Digital Human Brain Covered with Networks GETTY
AIOps, which is a term that was coined by Gartner in 2017, is increasingly becoming a critical part of next-generation IT. “In a nutshell, AIOps is applying cognitive computing like AI and Machine learning techniques to improve IT operations,” said Adnan Masood, who is the Chief Architect of AI & Machine Learning at UST Global. “This is not to be confused with the entirely different discipline of MLOps, which focuses on the Machine learning operationalization pipeline. AIOps refers to the spectrum of AI capabilities used to address IT operations challenges–for example, detecting outliers and anomalies in the operations data, identifying recurring issues, and applying self-identified solutions to proactively resolve the problem, such as by restarting the application pool, increasing storage or compute, or resetting the password for a locked-out user.”
The fact is that IT departments are often stretched and starved for resources. Traditional tools have usually been rule-based and inflexible, which has made it difficult to deal with the flood of new technologies.
“IT teams have adopted microservices, cloud providers, NoSQL databases, and various other engineering and architectural approaches to help support the demands their businesses are putting on them,” said Shekhar Vemuri, who is the CTO of Clairvoyant. “But in this rich, heterogeneous, distributed, complex world, it can be a challenge to stay on top of vast amounts of machine-generated data from all these monitoring, alerting and runtime systems. It can get extremely difficult to understand the interactions between various systems and the impact they are having on cost, SLAs, outages etc.”
So with AIOps, there is the potential for achieving scale and efficiencies. Such benefits can certainly move the needle for a company, especially as IT has become much more strategic.
“From our perspective, AIOps equips IT organizations with the tools to innovate and remain competitive in their industries, effectively managing infrastructure and empowering insights across increasingly complex hybrid and multi-cloud environments,” said Ross Ackerman, who is the NetApp Director of Analytics and Transformation. “This is accomplished through continuous risk assessments, predictive alerts, and automated case opening to help prevent problems before they occur. At NetApp, we’re benefiting from a continuously growing data lake that was established over a decade ago. It was initially used for reactive actions, but with the introduction of more advanced AI and ML, it has evolved to offer predictive and prescriptive insights and guidance. Ultimately, our capabilities have allowed us to save customers over two million hours of lost productivity due to avoided downtime.”
As with any new approach, though, AIOps does require much preparation, commitment and monitoring. Let’s face it, technologies like AI can be complex and finicky.
“The algorithms can take time to learn the environment, so organizations should seek out those AIOps solutions that also include auto-discovery and automated dependency mapping as these capabilities provide out-of-the-box benefits in terms of root-cause diagnosis, infrastructure visualization, and ensuring CMDBs are accurate and up-to-date,” said Vijay Kurkal, who is the CEO of Resolve. “These capabilities offer immediate value and instantaneous visibility into what’s happening under the hood, with machine learning and AI providing increasing richness and insights over time.”
As a result, there should be a clear-cut framework when it comes to AIOps. Here’s what Appen’s Alyssa Simpson Rochwerger recommends (she is the VP of Data and AI):
- Clear ability to measure product success (business value outcomes).

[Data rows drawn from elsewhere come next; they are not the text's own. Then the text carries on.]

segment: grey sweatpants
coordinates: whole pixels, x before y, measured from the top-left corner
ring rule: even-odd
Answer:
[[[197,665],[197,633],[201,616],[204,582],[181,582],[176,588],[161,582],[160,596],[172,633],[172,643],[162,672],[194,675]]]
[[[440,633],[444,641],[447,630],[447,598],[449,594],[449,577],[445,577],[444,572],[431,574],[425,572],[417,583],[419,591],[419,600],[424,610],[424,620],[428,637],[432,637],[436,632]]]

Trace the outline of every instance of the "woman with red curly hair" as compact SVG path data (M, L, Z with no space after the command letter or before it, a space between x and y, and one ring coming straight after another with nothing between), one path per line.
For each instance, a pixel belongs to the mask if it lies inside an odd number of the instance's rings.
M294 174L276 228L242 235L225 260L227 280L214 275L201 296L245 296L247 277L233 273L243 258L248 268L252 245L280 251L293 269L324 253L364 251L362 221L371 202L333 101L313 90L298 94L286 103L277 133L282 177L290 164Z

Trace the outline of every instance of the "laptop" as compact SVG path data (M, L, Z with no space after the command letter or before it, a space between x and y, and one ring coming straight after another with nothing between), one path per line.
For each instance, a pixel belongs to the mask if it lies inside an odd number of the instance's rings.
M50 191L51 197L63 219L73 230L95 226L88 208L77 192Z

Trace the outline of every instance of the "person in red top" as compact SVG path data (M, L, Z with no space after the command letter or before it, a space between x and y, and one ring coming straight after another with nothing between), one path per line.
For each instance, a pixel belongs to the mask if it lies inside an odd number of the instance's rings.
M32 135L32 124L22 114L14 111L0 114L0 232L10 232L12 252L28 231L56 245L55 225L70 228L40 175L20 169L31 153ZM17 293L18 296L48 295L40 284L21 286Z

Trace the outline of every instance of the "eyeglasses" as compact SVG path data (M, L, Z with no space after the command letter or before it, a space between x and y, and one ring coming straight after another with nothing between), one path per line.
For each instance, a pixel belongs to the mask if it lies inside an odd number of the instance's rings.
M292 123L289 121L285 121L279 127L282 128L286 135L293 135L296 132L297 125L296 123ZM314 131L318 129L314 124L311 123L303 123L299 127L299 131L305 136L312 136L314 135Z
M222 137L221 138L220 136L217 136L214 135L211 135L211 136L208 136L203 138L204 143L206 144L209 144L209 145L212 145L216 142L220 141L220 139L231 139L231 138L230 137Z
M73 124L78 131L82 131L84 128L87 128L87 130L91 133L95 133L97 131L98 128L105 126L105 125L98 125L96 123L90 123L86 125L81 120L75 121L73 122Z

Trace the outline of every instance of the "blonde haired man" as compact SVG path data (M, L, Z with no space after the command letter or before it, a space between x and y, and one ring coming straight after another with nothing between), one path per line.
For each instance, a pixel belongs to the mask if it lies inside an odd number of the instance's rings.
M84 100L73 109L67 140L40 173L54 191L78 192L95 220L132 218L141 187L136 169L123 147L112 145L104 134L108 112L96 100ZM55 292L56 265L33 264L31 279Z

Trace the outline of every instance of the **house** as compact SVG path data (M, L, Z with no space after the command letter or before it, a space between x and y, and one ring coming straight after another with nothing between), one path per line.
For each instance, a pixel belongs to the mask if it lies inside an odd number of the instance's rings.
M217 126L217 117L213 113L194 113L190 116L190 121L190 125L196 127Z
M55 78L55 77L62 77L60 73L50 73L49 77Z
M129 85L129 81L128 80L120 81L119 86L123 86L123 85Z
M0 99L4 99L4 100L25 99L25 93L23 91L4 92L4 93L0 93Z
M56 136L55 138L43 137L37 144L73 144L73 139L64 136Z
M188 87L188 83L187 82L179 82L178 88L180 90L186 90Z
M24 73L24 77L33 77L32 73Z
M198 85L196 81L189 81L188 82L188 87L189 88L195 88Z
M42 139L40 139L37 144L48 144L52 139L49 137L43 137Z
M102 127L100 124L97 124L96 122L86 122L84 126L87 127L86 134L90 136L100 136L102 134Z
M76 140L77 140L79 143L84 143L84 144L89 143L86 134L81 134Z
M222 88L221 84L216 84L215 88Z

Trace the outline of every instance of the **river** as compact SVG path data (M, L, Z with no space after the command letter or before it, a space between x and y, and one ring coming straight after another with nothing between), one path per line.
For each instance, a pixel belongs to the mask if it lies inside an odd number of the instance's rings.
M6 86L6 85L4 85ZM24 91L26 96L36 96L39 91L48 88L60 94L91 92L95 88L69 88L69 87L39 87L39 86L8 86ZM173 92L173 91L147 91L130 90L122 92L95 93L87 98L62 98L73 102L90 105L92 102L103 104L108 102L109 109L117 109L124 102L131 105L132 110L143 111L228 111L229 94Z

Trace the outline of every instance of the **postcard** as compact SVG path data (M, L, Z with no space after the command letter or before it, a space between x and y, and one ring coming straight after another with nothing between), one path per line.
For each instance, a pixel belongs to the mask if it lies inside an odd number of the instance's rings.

- Ability to measure and report on associated performance metrics such as accuracy, throughput, confidence and outcomes
- Technical infrastructure to support—including but not limited to—model training, hosting, management, versioning and logging
- Data Set management including traceability, data provenance and transparency
- Low confidence/fallback data handling (this could be either a data annotation or other human-in-the-loop process or default when the AI system can’t handle a task or has a low-confidence output)
All this requires a different mindset. It’s really about looking at things in terms of software application development.
“Most enterprise businesses are struggling with a wall to production, and need to start realizing a return on their machine learning and AI investments,” said Santiago Giraldo, who is a Senior Product Marketing Manager at Cloudera. “The problem here is two-fold. One issue is related to technology: Businesses must have a complete platform that unifies everything from data management to data science to production. This includes robust functionalities for deploying, serving, monitoring, and governing models. The second issue is mindset: Organizations need to adopt a production mindset and approach machine learning and AI holistically in everything from data practices to how the business consumes and uses the resulting predictions.”
So yes, AIOps is still early days and there will be lots of trial-and-error. But this approach is likely to be essential.
“While the transformative promise of AI has yet to materialize in many parts of the business, AIOps offers a proven, pragmatic path to improved service quality,” said Dave Wright, who is the Chief Innovation Officer at ServiceNow. “And since it requires little overhead, it’s a great pilot for other AI initiatives that have the potential to transform a business.”.